Second, we have a few Google domains which seem to be related to assets and needed functionality that Google provides.
Finally, the interesting point is the b.canaryis.com and i.canaryis.com domains which have combined nearly 360k requests over nine months. This is probably from my Canary Home Security System, which I very much enjoy having. The requests seem to alternate between domains roughly every minute which is probably responsible for machine learning for the temperature or detection of a person caught in the film. Looking at just the previous six minutes, this thing indeed sends a lot of requests in comparison to other devices in my home.

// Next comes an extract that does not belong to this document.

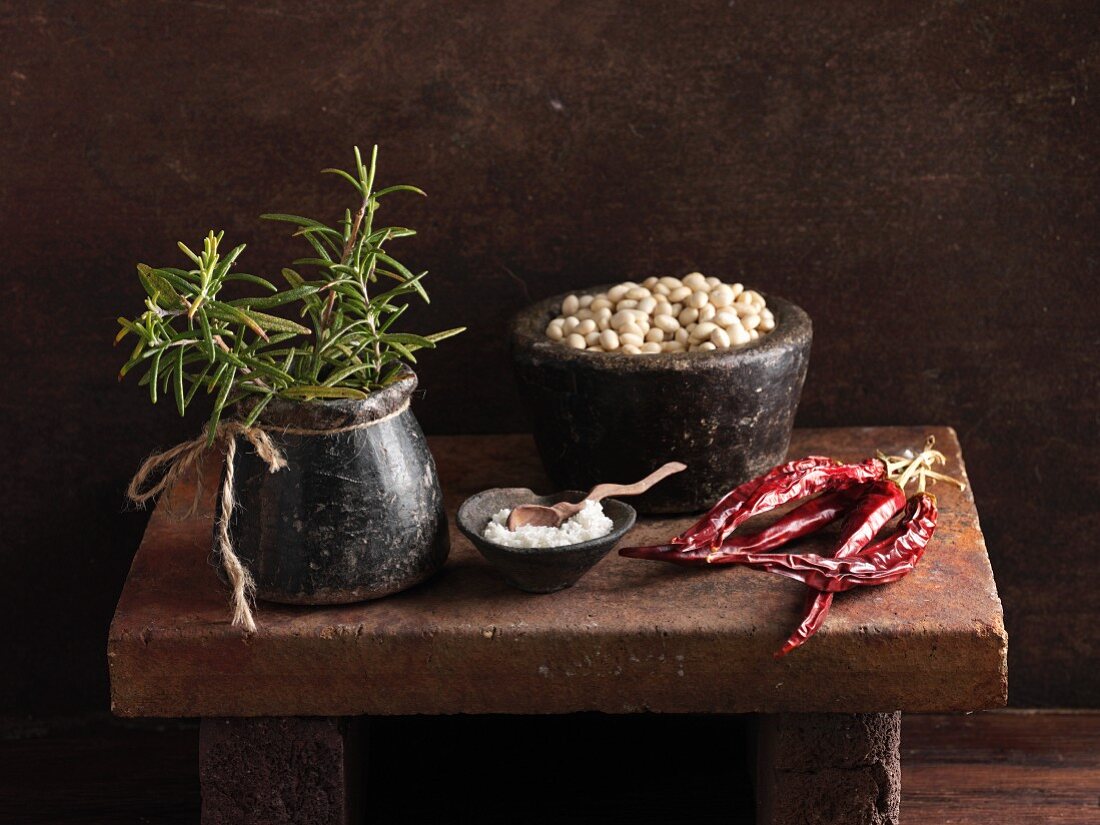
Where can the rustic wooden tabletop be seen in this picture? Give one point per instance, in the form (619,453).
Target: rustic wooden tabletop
(630,636)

Switching gears to the blocked requests, we see they account for 23% of all requests. What domains are constantly being blocked? Lets take a look at my top ten blocked domains.
| Domain | Count |
|---|---|
| ssl.google-analytics.com | 62,017 |
| settings-win.data.microsoft.com | 38,691 |
| watson.telemetry.microsoft.com | 24,306 |
| e.crashlytics.com | 15,466 |
| ssl.gstatic.com | 59,023 |
| api.mixpanel.com | 9,940 |
| www.google-analytics.com | 9,385 |
| ssw.live.com | 9,183 |
| www.googleadservices.com | 6,063 |
| graph.instagram.com | 5,579 |
This table of domains seems mostly obvious in terms of blocking. I'm glad that Google Analytics and anything related to Windows telemetry is now blocked. I wasn't aware what mixpanel was for, but that is Twitch advertisements. I do watch Twitch quite frequently, so that makes sense.
Now that we know which domains are being blocked, lets take a look at the top six devices in my home that are making these requests.
| Device | Count | Type |
|---|---|---|
| tombstone.local | 679,685 | Ubuntu Laptop |
| win10_old.local | 413,741 | Windows Desktop |
| C100M1402129.local | 280,963 | Security Camera |
| 192.168.1.235 | 178,809 | Unknown |
| iBotPeaches.local | 166,167 | Windows Desktop |
| EXODUS.local | 148,916 | Windows Desktop |
Before I had host names, it would list the IP of the device that made the request. None of my devices currently have the .235 allocation and the requests it made makes me think a Windows computer, so more than likely the iBotPeaches/win10_old host name.
As time goes on, my analytics for blocked domains will continue to increase. Which is pretty funny in a sense, because I'm blocking domains that track me while I'm recording those domains for my own tracking. I'll end this post with a snapshot of my Pi-hole, with a note to myself to buy a bigger SD Card for this Raspberry Pi.